Geppetto & Son Handmade charm trumps corporate gloss when the Coterie Theatre teams with Disney itself for a world-premiere musical based on Pinocchio. New songs by Wicked and Godspell composer Stephen Schwartz certainly help, but it’s the spirited performances — Jessalyn Kincaid as a self-absorbed Blue Fairy, Charles Fugate as Geppetto, and a host of smiling kids and theater pros — and homemade Coterie craftsmanship that keep this puppet dancing. Geppetto‘s not as thoughtful as most Coterie shows, and the lessons crammed in by writer David Stern are only Hollywood-deep, but director Jeff Church has again inspired the best from the Coterie’s artistic staff: imaginative puppets and shadow play, costumes both grand and goofy, sound effects that delight and spook. Through Aug. 6, at the Coterie Theatre, Crown Center, 2450 Grand, 816-474-6552. Reviewed in our July 6 issue.

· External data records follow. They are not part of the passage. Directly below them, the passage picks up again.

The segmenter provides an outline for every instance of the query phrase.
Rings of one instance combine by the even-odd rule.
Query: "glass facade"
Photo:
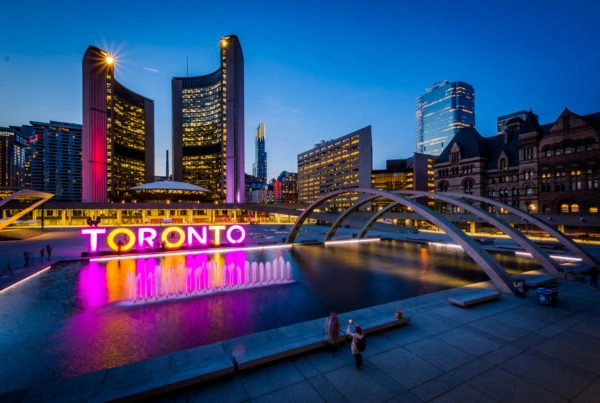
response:
[[[235,36],[221,40],[221,68],[172,80],[173,180],[244,201],[244,70]]]
[[[221,75],[182,81],[181,89],[181,178],[185,183],[202,186],[213,194],[223,190],[223,109]]]
[[[339,189],[370,188],[372,158],[371,126],[299,154],[298,202],[312,203]]]
[[[107,142],[108,192],[116,199],[129,194],[129,189],[145,183],[146,110],[145,99],[115,82],[109,103],[112,142]]]
[[[81,201],[81,125],[30,122],[26,141],[24,186],[54,194],[54,200]]]
[[[0,187],[15,187],[15,132],[0,127]]]
[[[267,151],[265,150],[265,124],[260,123],[256,128],[256,172],[253,173],[264,187],[267,186]]]
[[[440,155],[467,126],[475,127],[475,90],[470,84],[443,81],[417,99],[417,153]]]
[[[83,58],[82,201],[131,199],[154,181],[154,102],[121,85],[109,54]]]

Menopause the Musical If you think you might enjoy this wildly popular mash-up of oldies revue, health-class filmstrip and View-style gabfest, then you probably will. It’s a mostly painless evening, packed with songs you hear at weddings, highlighted by some big laughs thanks to strong comic actresses rather than Jeanie Linders’ thin script. As the women belt boomer pop standards rewritten as menopause-specific parodies, the crowd whoops and hollers. Adapting “The Lion Sleeps Tonight” into a story about consigning husbands to couches is cute, especially when the leads jam along with the crack American Heartland band on wooden spoons and pepper mills. But mangling “Chain of Fools” into “Change of Life” or “I Got You, Babe” into “I’m No Babe, Mom” (a meter-be-damned complaint about how even the mothers of 50-year-olds still meddle) reveals some desperation to fill out the 90 minutes. Through Oct. 29 at American Heartland Theatre, 2450 Grand, Crown Center, 816-842-9999. Reviewed in our July 13 issue.
Table Manners Too bad dinner theater is a dirty word. Clever farceur Alan Ayckbourn’s comedy about very British siblings and spouses on holiday together, encountering all the romantic misunderstandings you would expect, is centered on dinners: Everyone meets and eats at 8 each night (which just happens to be showtime throughout the western world; told you he was clever). This is the first in Ayckbourn’s celebrated Norman Conquest trilogy, a series of shows that feature overlapping characters and occur simultaneously in real time, which means that when characters exit Table Manners, they show up in Living Together. Poke in the Eye Productions is just staging the first — and funniest — of the shows. Here’s hoping someone in town someday dares all three. I’m looking at you, Kansas City Actors Theatre. Through July 22 at Corinth Dance Studio in the Corinth Square Shopping Center, 4047 Somerset Dr., Prairie Village, 913-383-1900.